- Born: November 1967 (age 58) Rishon LeZion, Israel
- Genres: Rock
- Occupation: Drummer
- Instrument: Drums
- Years active: 1980s–present

= Nir Z =

Israeli musical artist

Nir Zidkyahu (ניר צדקיהו, /he/, born November 1967), also known as Nir Z, is an Israeli studio-session drummer, and the brother of Blackfield's drummer Tomer Z.

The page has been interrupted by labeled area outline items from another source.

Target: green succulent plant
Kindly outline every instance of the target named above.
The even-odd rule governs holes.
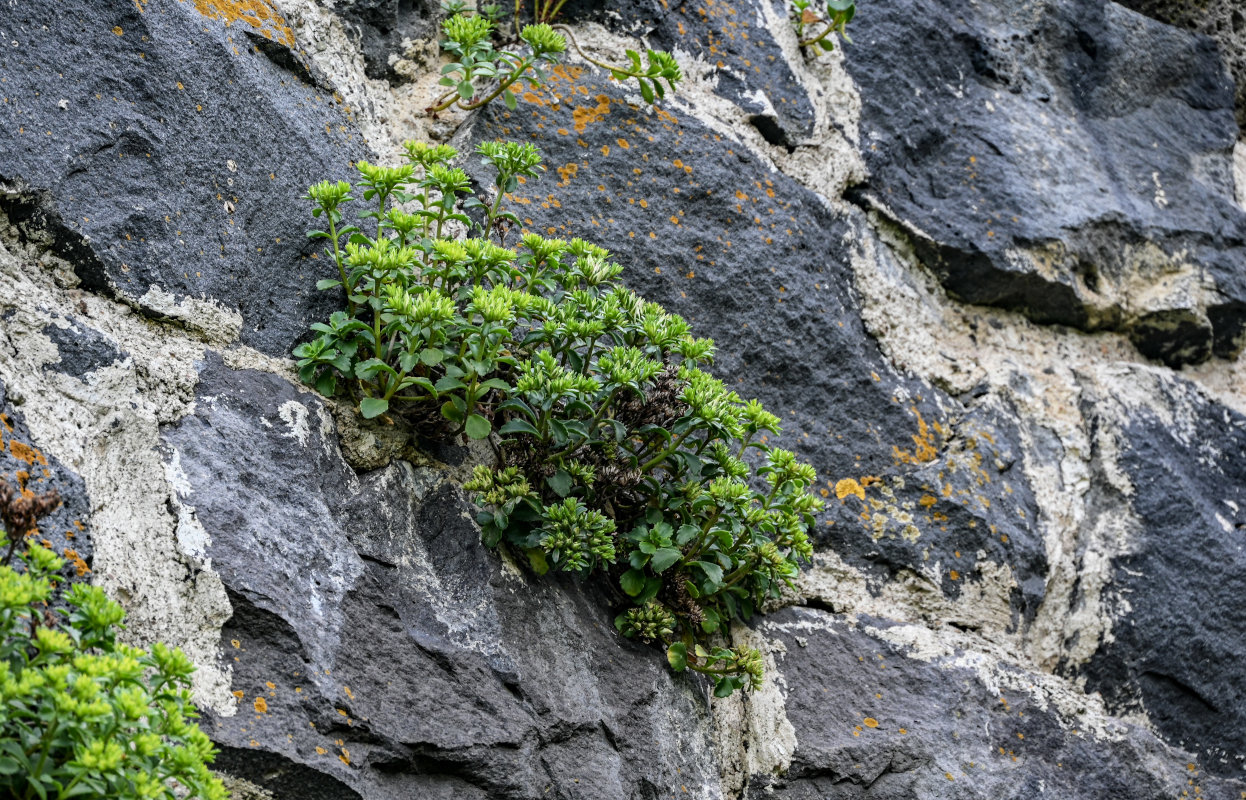
[[[856,0],[825,0],[825,11],[821,14],[814,10],[814,0],[791,0],[791,22],[801,47],[812,47],[815,54],[830,52],[835,50],[831,34],[839,34],[844,41],[852,41],[847,26],[856,16]]]
[[[496,464],[465,483],[486,545],[608,579],[619,632],[720,697],[760,685],[760,654],[726,647],[729,624],[812,557],[814,469],[769,444],[779,419],[706,371],[714,343],[619,284],[608,250],[531,232],[506,247],[520,221],[503,198],[543,169],[532,145],[478,146],[490,203],[466,196],[451,148],[406,150],[410,169],[360,166],[374,236],[310,233],[348,238],[326,249],[341,279],[321,282],[348,309],[295,349],[303,380],[364,417],[488,439]],[[340,222],[349,187],[318,186],[318,216]],[[450,222],[472,236],[446,238]]]
[[[683,74],[668,52],[649,50],[644,66],[640,64],[640,55],[634,50],[627,51],[625,65],[606,64],[584,54],[567,26],[551,26],[562,10],[563,1],[540,0],[536,21],[531,25],[520,24],[521,7],[516,2],[515,30],[518,34],[518,42],[525,45],[523,52],[495,49],[493,37],[501,21],[500,6],[482,6],[480,12],[472,14],[457,0],[442,5],[450,16],[441,24],[441,32],[445,36],[441,47],[455,60],[441,69],[440,83],[449,88],[429,106],[429,111],[437,113],[451,106],[472,111],[497,97],[502,97],[506,107],[513,111],[517,106],[516,83],[525,80],[533,86],[542,85],[547,77],[545,69],[561,61],[568,40],[581,57],[607,70],[616,80],[635,79],[645,102],[652,103],[657,97],[664,97],[667,88],[674,91]],[[477,97],[477,83],[483,82],[487,86],[493,81],[496,86]]]
[[[0,795],[223,800],[191,660],[118,642],[121,607],[96,586],[62,591],[64,560],[29,540],[56,502],[0,485]]]

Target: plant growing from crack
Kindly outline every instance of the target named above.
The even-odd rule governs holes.
[[[30,541],[59,503],[0,483],[0,795],[224,800],[191,660],[117,642],[121,607],[97,586],[59,592],[65,562]]]
[[[621,285],[606,249],[536,233],[505,247],[518,219],[502,202],[538,176],[535,147],[480,145],[497,177],[492,202],[461,202],[475,221],[456,211],[455,151],[406,148],[404,167],[359,164],[374,236],[338,228],[348,184],[308,194],[339,274],[319,285],[348,309],[295,349],[303,380],[369,419],[488,439],[497,462],[465,485],[488,546],[538,573],[608,576],[624,636],[660,642],[719,697],[759,685],[760,654],[726,631],[811,558],[814,469],[768,444],[779,419],[705,371],[714,343]],[[451,223],[477,236],[449,238]]]
[[[819,14],[812,0],[792,0],[791,21],[796,29],[797,44],[812,47],[814,52],[831,52],[835,42],[829,39],[839,34],[844,41],[851,42],[847,25],[856,16],[856,0],[826,0],[826,10]]]
[[[606,64],[586,55],[567,26],[557,26],[566,34],[564,37],[549,25],[561,11],[562,1],[538,0],[537,21],[523,26],[520,25],[520,5],[516,4],[515,30],[518,32],[518,44],[526,45],[523,52],[495,47],[497,6],[483,6],[477,14],[470,14],[461,2],[442,7],[450,16],[441,24],[445,35],[441,47],[451,54],[455,61],[441,69],[440,83],[449,88],[429,107],[434,113],[451,106],[473,111],[497,97],[502,97],[506,107],[513,111],[517,106],[516,86],[522,85],[521,81],[533,86],[542,85],[547,77],[545,69],[559,62],[567,50],[568,39],[581,57],[607,70],[614,80],[634,79],[645,102],[652,103],[655,98],[664,97],[667,88],[674,91],[675,83],[683,77],[679,65],[670,54],[658,50],[647,51],[644,66],[640,55],[634,50],[627,51],[625,65]],[[477,97],[477,82],[481,82],[481,79],[492,88]]]

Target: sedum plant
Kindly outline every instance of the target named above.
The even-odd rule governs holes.
[[[814,0],[792,0],[792,25],[801,47],[812,47],[815,54],[835,50],[831,34],[849,39],[847,26],[856,16],[856,0],[825,0],[825,12],[819,14]]]
[[[536,233],[506,247],[518,221],[502,202],[540,173],[535,147],[480,145],[490,203],[467,196],[452,148],[406,148],[402,167],[359,164],[366,234],[340,227],[351,187],[308,194],[339,274],[320,287],[345,289],[346,310],[295,350],[303,380],[365,417],[490,439],[496,464],[465,485],[486,545],[607,579],[618,629],[719,697],[759,685],[760,654],[726,629],[811,557],[814,469],[768,444],[779,419],[710,375],[714,343],[623,287],[606,249]]]
[[[64,561],[21,535],[57,503],[0,485],[0,795],[223,800],[191,660],[117,642],[121,607],[96,586],[59,592]]]
[[[558,30],[562,31],[559,34],[551,27],[549,22],[557,16],[562,2],[540,2],[537,21],[523,26],[520,25],[520,9],[518,4],[516,5],[515,30],[518,31],[520,44],[526,46],[523,52],[497,50],[493,46],[500,19],[498,6],[482,6],[477,14],[470,14],[464,4],[457,1],[442,7],[450,16],[441,24],[445,35],[441,49],[455,60],[441,69],[440,83],[449,88],[429,107],[434,113],[455,105],[465,111],[472,111],[497,97],[502,97],[506,107],[513,111],[517,106],[516,85],[522,86],[520,81],[528,81],[535,86],[543,83],[547,77],[545,69],[559,62],[567,50],[568,39],[581,57],[607,70],[614,80],[635,79],[645,102],[652,103],[657,97],[664,97],[667,88],[674,91],[675,83],[683,77],[679,65],[664,51],[647,51],[643,66],[640,55],[634,50],[625,52],[628,59],[625,65],[606,64],[589,57],[579,49],[569,29],[558,25]],[[477,83],[482,82],[481,79],[485,86],[492,88],[485,90],[477,97]]]

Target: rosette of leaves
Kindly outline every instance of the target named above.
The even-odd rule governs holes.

In spring 1997 he joined Genesis, playing on eight tracks for their last album, Calling All Stations, and then became available for their 1997-1998 tour. In 2000, Zidkyahu drummed on John Mayer's breakthrough album, Room for Squares. Since then, he has played drums and percussion for various artists including Jason Mraz, Joss Stone, Caroline Jones, Ray Wilson and Alana Davis. In 2003, he recorded with Flaw on their Endangered Species record and, in 2007, with Chris Cornell on his second solo album, Carry On. Zidkyahu played on several songs of the comeback album, Skyscraper, for former Journey singer Steve Augeri's original band Tall Stories, in 2009. Also that year, Zidkyahu went on tour drumming for Billy Squier.

Zidkyahu was hired by Toontrack to record the drum samples for their virtual drum software Superior Drummer 2.0, and New York Studios Vol. 2 and Vol. 3 SDX expansions.